History

United States
- Name: Samfoyle
- Ordered: as type (EC2-S-C1) hull, MC hull 2351
- Builder: J.A. Jones Construction, Brunswick, Georgia
- Cost: $1,077,542
- Yard number: 136
- Way number: 2
- Laid down: 8 February 1944
- Launched: 23 March 1944
- Sponsored by: Mrs.
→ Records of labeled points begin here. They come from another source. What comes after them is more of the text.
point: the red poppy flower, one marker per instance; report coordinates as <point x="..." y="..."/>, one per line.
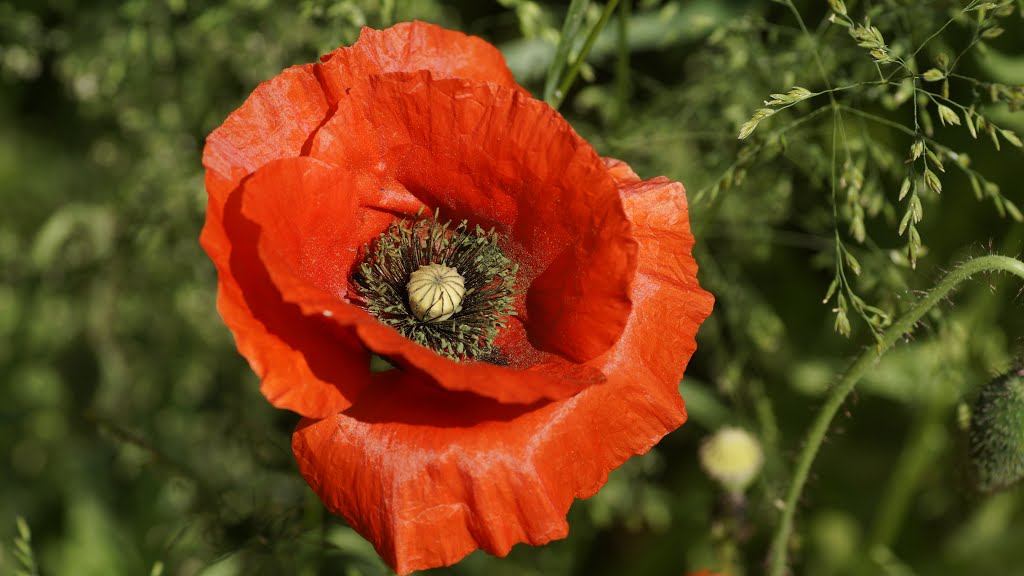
<point x="458" y="447"/>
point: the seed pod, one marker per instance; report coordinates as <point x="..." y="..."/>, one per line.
<point x="996" y="434"/>
<point x="435" y="292"/>
<point x="732" y="457"/>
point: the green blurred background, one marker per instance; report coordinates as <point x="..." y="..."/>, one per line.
<point x="133" y="439"/>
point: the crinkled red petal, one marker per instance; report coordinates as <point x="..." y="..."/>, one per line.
<point x="411" y="47"/>
<point x="429" y="475"/>
<point x="307" y="365"/>
<point x="299" y="217"/>
<point x="501" y="160"/>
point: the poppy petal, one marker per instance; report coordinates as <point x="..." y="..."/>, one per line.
<point x="295" y="219"/>
<point x="428" y="476"/>
<point x="412" y="47"/>
<point x="275" y="121"/>
<point x="306" y="364"/>
<point x="484" y="153"/>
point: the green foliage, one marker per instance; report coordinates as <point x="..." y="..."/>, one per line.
<point x="133" y="438"/>
<point x="997" y="433"/>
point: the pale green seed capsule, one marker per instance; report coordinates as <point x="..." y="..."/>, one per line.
<point x="435" y="292"/>
<point x="732" y="457"/>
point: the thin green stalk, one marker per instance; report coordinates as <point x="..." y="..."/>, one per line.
<point x="816" y="434"/>
<point x="573" y="71"/>
<point x="623" y="80"/>
<point x="570" y="28"/>
<point x="922" y="449"/>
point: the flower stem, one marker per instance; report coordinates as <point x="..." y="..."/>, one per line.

Harry A. Debutts
- Completed: 31 March 1944
- Fate: Transferred to the British Ministry of War Transport upon completion.

United Kingdom
- Name: Samfoyle
- Operator: Cunard-White Star Line
- Acquired: 31 March 1944
- Identification: Call Signal: MYTN; ;
- Fate: Sold, 18 April 1947

United Kingdom
- Name: Vardulia
- Namesake: Vardulia
- Operator: Cunard-White Star Line
- Acquired: 18 April 1947
- Fate: Scrapped, 1968

General characteristics
- Class & type: Liberty ship; type EC2-S-C1, standard;
- Tonnage: 10,865 LT DWT; 7,176 GRT;
- Displacement: 3,380 long tons (3,434 t) (light); 14,245 long tons (14,474 t) (max);
- Length: 441 feet 6 inches (135 m) oa; 416 feet (127 m) pp; 427 feet (130 m) lwl;
- Beam: 57 feet (17 m)
- Draft: 27 ft 9.25 in (8.4646 m)
- Installed power: 2 × Oil fired 450 °F (232 °C) boilers, operating at 220 psi (1,500 kPa); 2,500 hp (1,900 kW);
- Propulsion: 1 × triple-expansion steam engine, (manufactured by Filer and Stowell, Milwaukee, Wisconsin); 1 × screw propeller;
- Speed: 11.5 knots (21.3 km/h; 13.2 mph)
- Capacity: 562,608 cubic feet (15,931 m^{3}) (grain); 499,573 cubic feet (14,146 m^{3}) (bale);
- Complement: 38–62 USMM; 21–40 USNAG;
- Armament: Varied by ship; Bow-mounted 3-inch (76 mm)/50-caliber gun; Stern-mounted 4-inch (102 mm)/50-caliber gun; 2–8 × single 20-millimeter (0.79 in) Oerlikon anti-aircraft (AA) cannons and/or,; 2–8 × 37-millimeter (1.46 in) M1 AA guns;

= SS Samfoyle =

World War II Liberty ship of the United States

SS Samfoyle was a Liberty ship built in the United States during World War II. She was transferred to the British Ministry of War Transportation (MoWT) upon completion.

==Construction==
Samfoyle was laid down on 8 February 1944, under a Maritime Commission (MARCOM) contract, MC hull 2351, by J.A. Jones Construction, Brunswick, Georgia; sponsored by Mrs. Harry A. Debutts, and launched on 23 March 1944.

==History==
She was allocated to Cunard-White Star Line, on 31 March 1944. On 18 April 1947, she was sold to Cunard-White Star Line, and renamed Vardulia. She was scrapped in 1968.